It’s almost been a year since The New York Department of Financial Services (NY DFS) put forward cybersecurity regulation Part 500 for financial institutions who are either under the direct jurisdiction of the DFS or doing business in the state. And on Thursday, February 15th, this regulation will come into full effect, mandating that organizations submit a self-certification of compliance with the NY DFS.
One specific section that separates Part 500 from other cybersecurity regulations is that it takes advanced authentication to the next level. Section 500.12 (Multi-Factor Authentication) recommends authentication procedures that rely on anomaly detection and/or changes in normal use patterns.
Istvan Molnar, compliance specialist at Balabit, can explain some of the most effective anomaly detection strategies that organizations can implement in order to be in compliance. These include, for instance, using behavioral biometrics.

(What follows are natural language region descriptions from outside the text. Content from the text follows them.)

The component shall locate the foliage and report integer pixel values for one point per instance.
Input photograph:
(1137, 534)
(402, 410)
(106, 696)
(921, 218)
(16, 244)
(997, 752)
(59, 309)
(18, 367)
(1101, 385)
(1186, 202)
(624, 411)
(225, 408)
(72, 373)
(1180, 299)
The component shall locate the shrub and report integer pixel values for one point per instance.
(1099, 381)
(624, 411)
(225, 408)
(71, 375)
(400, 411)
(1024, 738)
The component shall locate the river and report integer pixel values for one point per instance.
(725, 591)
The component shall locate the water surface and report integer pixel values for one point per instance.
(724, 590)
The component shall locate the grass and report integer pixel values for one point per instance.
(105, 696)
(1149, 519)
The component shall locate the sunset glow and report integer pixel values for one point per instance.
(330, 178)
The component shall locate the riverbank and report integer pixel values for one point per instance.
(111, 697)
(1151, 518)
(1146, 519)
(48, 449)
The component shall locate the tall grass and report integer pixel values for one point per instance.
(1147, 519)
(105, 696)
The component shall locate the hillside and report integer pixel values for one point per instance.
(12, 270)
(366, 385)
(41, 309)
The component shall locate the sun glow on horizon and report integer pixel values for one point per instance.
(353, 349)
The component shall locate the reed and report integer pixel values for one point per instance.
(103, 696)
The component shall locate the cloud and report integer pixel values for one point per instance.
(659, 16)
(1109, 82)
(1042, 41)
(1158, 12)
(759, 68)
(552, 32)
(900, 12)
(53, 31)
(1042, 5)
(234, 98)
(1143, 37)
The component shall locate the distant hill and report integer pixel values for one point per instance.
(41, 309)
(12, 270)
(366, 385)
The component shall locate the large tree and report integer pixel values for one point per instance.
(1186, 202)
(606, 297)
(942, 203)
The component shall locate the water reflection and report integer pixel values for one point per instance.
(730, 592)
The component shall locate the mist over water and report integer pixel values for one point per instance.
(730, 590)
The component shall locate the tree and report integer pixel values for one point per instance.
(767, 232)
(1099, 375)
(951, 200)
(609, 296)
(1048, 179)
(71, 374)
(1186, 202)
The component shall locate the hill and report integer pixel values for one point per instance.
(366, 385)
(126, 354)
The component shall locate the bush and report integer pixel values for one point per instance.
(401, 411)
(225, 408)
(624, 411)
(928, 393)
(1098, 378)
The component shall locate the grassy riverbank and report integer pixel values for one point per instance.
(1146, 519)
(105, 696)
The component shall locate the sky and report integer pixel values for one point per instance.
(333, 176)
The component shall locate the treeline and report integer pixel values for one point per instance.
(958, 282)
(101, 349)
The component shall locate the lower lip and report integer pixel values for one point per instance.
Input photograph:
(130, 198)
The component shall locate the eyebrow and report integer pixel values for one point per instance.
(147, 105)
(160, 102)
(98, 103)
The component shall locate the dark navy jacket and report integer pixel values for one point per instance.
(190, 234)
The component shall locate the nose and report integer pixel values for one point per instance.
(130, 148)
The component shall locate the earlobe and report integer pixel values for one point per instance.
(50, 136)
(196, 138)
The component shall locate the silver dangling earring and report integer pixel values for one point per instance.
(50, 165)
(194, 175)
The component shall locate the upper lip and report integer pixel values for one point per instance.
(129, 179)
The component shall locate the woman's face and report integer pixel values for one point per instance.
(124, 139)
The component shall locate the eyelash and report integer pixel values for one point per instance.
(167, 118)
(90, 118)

Istvan Molnar, Compliance Specialist at Balabit:
Nowadays, we don’t define biometric characteristics as narrowly as we did a few years back. Apart from the usual fingerprint and retina scans, there are also so-called, digital biometric identifiers. These are regularly occurring patterns and constantly performed actions that can reflect an individual’s unique behavior. These characteristics are bound to an individual, impossible to mimic or reproduce yet easily distinguish one user from another.

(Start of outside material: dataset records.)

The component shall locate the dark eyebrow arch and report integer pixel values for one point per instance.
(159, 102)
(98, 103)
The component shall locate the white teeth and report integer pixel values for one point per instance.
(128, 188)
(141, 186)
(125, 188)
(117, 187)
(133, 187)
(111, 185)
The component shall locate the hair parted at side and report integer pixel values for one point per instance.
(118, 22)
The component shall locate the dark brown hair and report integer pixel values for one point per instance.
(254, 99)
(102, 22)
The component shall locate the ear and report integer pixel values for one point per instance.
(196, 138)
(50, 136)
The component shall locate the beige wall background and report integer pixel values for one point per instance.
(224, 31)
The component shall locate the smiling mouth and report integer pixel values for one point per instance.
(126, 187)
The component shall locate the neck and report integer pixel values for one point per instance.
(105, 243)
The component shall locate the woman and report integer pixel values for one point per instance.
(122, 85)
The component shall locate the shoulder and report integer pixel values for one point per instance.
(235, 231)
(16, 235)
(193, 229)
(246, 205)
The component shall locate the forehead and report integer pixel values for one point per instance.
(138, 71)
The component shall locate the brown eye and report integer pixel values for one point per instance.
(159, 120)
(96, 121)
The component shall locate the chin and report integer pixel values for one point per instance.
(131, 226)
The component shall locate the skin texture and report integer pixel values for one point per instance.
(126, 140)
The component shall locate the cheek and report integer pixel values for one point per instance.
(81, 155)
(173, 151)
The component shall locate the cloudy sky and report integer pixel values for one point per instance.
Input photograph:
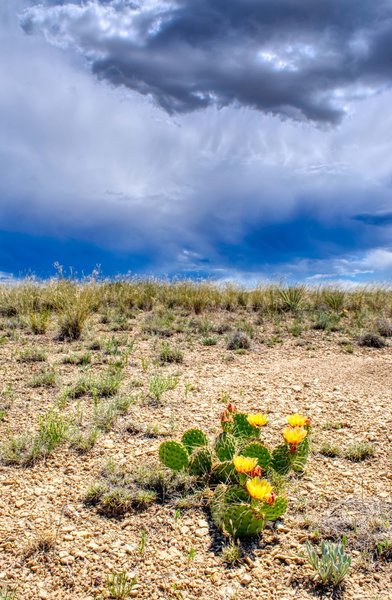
(234, 139)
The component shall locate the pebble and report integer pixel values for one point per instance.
(246, 579)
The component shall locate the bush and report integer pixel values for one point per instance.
(384, 327)
(371, 340)
(170, 355)
(333, 564)
(238, 340)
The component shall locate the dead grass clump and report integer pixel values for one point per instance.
(384, 327)
(365, 523)
(238, 341)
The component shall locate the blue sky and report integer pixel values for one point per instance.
(234, 139)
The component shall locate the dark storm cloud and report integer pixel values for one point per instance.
(294, 58)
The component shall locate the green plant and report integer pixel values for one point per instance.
(242, 503)
(231, 553)
(45, 378)
(81, 360)
(32, 355)
(238, 340)
(39, 321)
(120, 585)
(143, 541)
(333, 564)
(209, 341)
(292, 298)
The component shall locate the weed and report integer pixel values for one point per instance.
(292, 298)
(39, 321)
(120, 585)
(384, 327)
(45, 378)
(231, 553)
(209, 341)
(371, 340)
(333, 564)
(95, 345)
(82, 360)
(32, 355)
(359, 452)
(238, 340)
(143, 541)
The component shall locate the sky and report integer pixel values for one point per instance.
(243, 140)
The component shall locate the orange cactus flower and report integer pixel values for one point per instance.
(297, 420)
(294, 435)
(257, 420)
(244, 464)
(260, 489)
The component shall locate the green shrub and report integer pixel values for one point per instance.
(238, 341)
(333, 564)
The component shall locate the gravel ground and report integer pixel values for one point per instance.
(182, 555)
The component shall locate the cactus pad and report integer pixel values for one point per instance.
(174, 455)
(200, 462)
(271, 512)
(281, 459)
(224, 472)
(298, 460)
(225, 446)
(257, 450)
(194, 438)
(241, 427)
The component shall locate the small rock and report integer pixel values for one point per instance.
(246, 579)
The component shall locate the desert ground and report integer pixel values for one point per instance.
(56, 543)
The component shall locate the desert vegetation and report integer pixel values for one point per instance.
(184, 439)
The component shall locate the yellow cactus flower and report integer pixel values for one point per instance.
(294, 435)
(244, 464)
(298, 420)
(257, 420)
(260, 489)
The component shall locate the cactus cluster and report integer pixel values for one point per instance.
(242, 502)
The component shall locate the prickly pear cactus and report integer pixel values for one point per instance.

All we need now is a system capable of performing anomaly detection based on digital behavior and that is where User Behavior Analytics (UBA) comes into play. UBA works in three separate phases.
First, it generates a custom profile for each user based on collected, digital biometric identifiers. This will act as a baseline to identify a specific user.
In the second phase, called continuous authentication, the UBA engine continually compares the baseline profile to actual behavior during the whole period of time the user is operating within the security perimeter.
The last phase, occurs when the difference between the baseline and the current behavior exceeds a tolerance threshold, which, apart from the digital biometric identifiers is also based on a risk-scoring system integrating contextual information, such as the user’s privileges, commands used, and the type of data accessed. These anomalies are presented to security teams in a detailed fashion and the risk scoring enables security experts to judge how critical the event is.